The Daily Derenger

12/13/2002

Have no fear Scott Derenger is here. Well I'm in Wausau, WI. And I know you were wondering if I was alive or if I had been trampled to death by a gaggle of ardvarks. Or whatever a large number of them is called. My laptop sucks and is going in the shop again so that explains my lack of updates to my Web site. Until it's fixed, I will have to resort to visits to my friendly neighborhood library or mom's or any friend with internet access.

Here are just some random thoughts from the last few days.

I was eating in a food court the other day and saw a sign on the cash register that read "WE DON'T ACCEPT BILLS LARGER THAN $50." I made my own sign that read "I DO" and stood next to the register. But all I got was a few chuckles and no money. Can't blame a guy for tryin'.

That same day I was working another temping job in downtown Chicago. My duty for the day was to bind an info packet for some financial communications company. You know that often times colored binding that holds a book-like concoction together? Well I had to see that that thing was put in place. I guess the thing was made up of 35 pages or so. First I had to collate, then I had to stick my collation into an automatic binding machine, and then I had to insert the binding strip. All that work for 10 bux an hour.

I managed to screw up only 2. The first one messed up was the result of me grabbing 2 strips and sending them through the machine which could only accept one at a time. What was I to do? How about move on like nothing ever happened.

The next mishap was when I sent a book through the machine only to find that I had not grabbed all the pages to collate. That book was then put with the double-strip bound book in the "THIS TEMP'S A FRICKIN' IDIOT" pile. I began to sweat a bit after this one and thought that I might never again be able to temp again.

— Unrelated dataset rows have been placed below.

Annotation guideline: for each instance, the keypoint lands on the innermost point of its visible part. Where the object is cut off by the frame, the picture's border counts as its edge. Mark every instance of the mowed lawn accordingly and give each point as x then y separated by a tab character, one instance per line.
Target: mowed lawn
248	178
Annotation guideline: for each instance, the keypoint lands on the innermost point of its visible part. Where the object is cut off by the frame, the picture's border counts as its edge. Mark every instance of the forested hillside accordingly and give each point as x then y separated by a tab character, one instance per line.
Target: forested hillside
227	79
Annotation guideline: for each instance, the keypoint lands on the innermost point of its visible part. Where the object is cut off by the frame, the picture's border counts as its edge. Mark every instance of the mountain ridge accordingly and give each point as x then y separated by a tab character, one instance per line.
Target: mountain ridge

Later in the day I was assigned to send some papers through an automatic hole puncher. That seemed easy enough. Or so I thought. Maybe I should have paid closer attention to the job at hand instead of the ticking of the clock. It was about 45 minutes until I was out the door but my concentration was already closing the door behind me.

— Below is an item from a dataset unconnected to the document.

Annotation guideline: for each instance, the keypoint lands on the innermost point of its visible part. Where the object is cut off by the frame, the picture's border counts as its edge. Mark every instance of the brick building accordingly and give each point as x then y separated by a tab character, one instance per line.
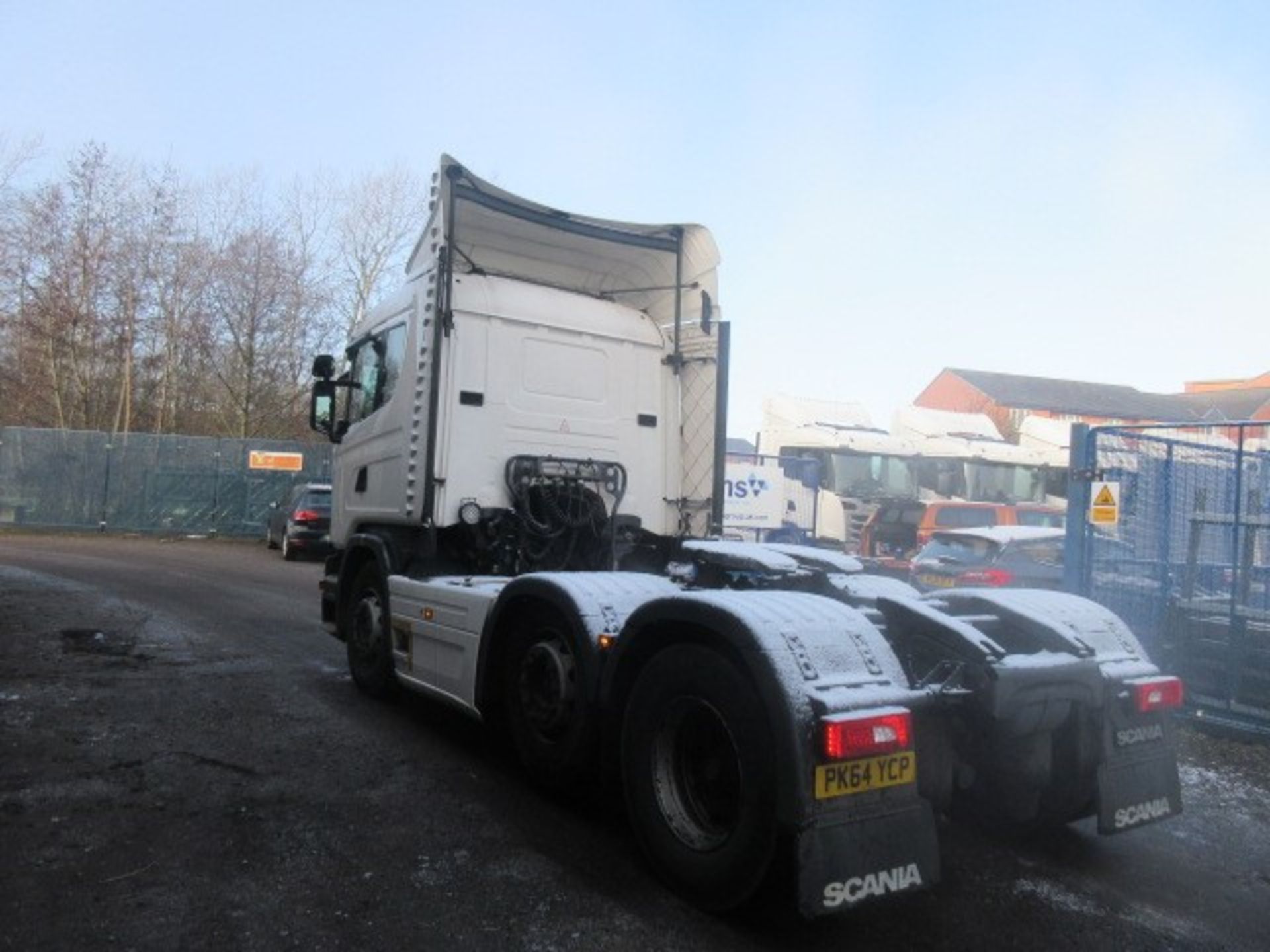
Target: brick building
1009	397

As a royally messed up the hole punching, I thought that the books would still be able to be binded with some plastic spiral thing. (Believe it or not there was even a machine designed to hold that open while the books were set-up through the holes.) Now I knew that I had screwed up a few of the books but I figured if I shuffled the pages together the mistakes would be covered up. No such luck was had. Seeing my idiotic blunder and subsequent poor attempt at a cover-up, the guy who bound the books with the spiral thing had to then print up new pages to punch holes into. And this was all as the clock hit 5p.m.

I felt bad. I was trying to earn some much needed cash by getting paid to do a job fit for a one-armed, red-headed step-child. And I was messing it up. I then was ordered to pick up some trash around the area that I had wreaked havoc on throughout the day. I figured that was the least that I could do as I tried to make jokes to prove that I was funnier than I was an efficienct and effective temporary employee. At this place, I'm sure I was as temporary as they could hope for.

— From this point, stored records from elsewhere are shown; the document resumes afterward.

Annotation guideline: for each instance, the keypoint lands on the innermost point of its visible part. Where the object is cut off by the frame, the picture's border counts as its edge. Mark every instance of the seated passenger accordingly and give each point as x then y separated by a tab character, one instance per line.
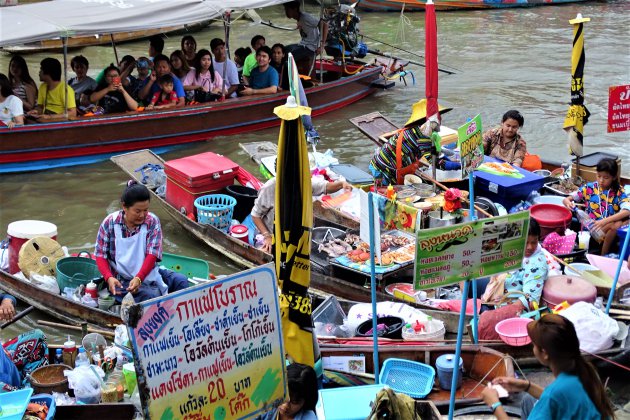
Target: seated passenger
264	78
225	67
82	82
166	97
162	66
251	61
504	142
53	94
111	95
23	85
11	110
203	77
129	247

I have to go now as my time at the Wausau library is up. Be back on next week.



12/09/2002

SKUNK! SKUNK! SKUNK! Don't let Pepper out this door! SKUNK!

That's what was written on the message board above the phone at my mom's yesterday. Apparently a skunk has nestled under the deck outside the kitchen. And Pepper thinks it's her job to either get it out or bark at it until it she tires from pure exhaustion. And retreats back into the house to bark at the skunk from inside.

Now my step-dad and his partner in crime, his brother whom he once went deer hunting with for a entire weekend only to just see but one deer and not even shoot at it, are planning an attack and building a trap to lure the skunk out. That should take months and the skunk will probably have a family of its own by then.

This all is the result of my mother playing the role of Noah. Or at least feeding the animals two at a time. Whether they're birds, deer, raccoons, squirrels, chipmunks - whatever - my mother has something for them. And it's generally something left over from what we didn't eat. Certainly a doe would like some lasagna for her fawn. Even mama chipmunk would salivate at the site of some pizza crust. And what beast would not welcome a helping of the fat cut away from a tenderloin with a granola bar for dessert.

I tell my mom that she's gonna not only attract small, harmless animals but larger, more ferocious ones as well. You know the squirrels run by the the mountain lion's den raving about the free meal they just got down the street. Then the lions will call on the alligators and it before you know it, Steve Irwin will be called out to wrestle a bloody croc away from a giant chimpanzee.